Nun meine einfache, aber wesentlich bessere Lösung :
*Material:* ein 2- 3,5 cm breiter bis 50 cm langer elastischer Gurtgummi wird fest um die Peniswurzel gewickelt und bildet so einen elastischen Verband, der die Venen abdrückt. 
Ein Stück Rollenpflaster befestigt die letzte Tour. 

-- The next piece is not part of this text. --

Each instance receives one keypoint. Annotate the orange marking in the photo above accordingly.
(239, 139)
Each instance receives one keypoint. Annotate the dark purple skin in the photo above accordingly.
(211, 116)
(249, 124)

Falls Ihr den Gurtgummi nicht im Nähkästchen findet, so gibt es im Nähgeschäft eine größere Auswahl in allen Farben, Breiten und Elastizität. Ich selbst habe einen breiten und einen schmalen Gummi. 
Die eleganteste Ausführung ist das Gummiband mit Klettverschluss, wie wir ihn einst nach der OP zum Halten des Beinurinbeutels verwendet haben. Im Sanitätsfachgeschäft oder Apotheken kann man dieses Band meist nach Bestellung (auch ohne Rezept) erwerben.
Beide Knöpfe werden abgetrennt und das Klettband am Ende abgeschnitten. Ein kleines Stück (2-3 cm) von dem kratzigen Klettband wird unter das Haftgummiband genäht. (Damit es beim GV nicht stört).Dieses kleine Stück haftet an jeder Stelle des besonderen Gewebegummis und befestigt so die letzte Tour unseres elastischen Verbandes. Rollenpflaster wird dann nicht mehr benötigt.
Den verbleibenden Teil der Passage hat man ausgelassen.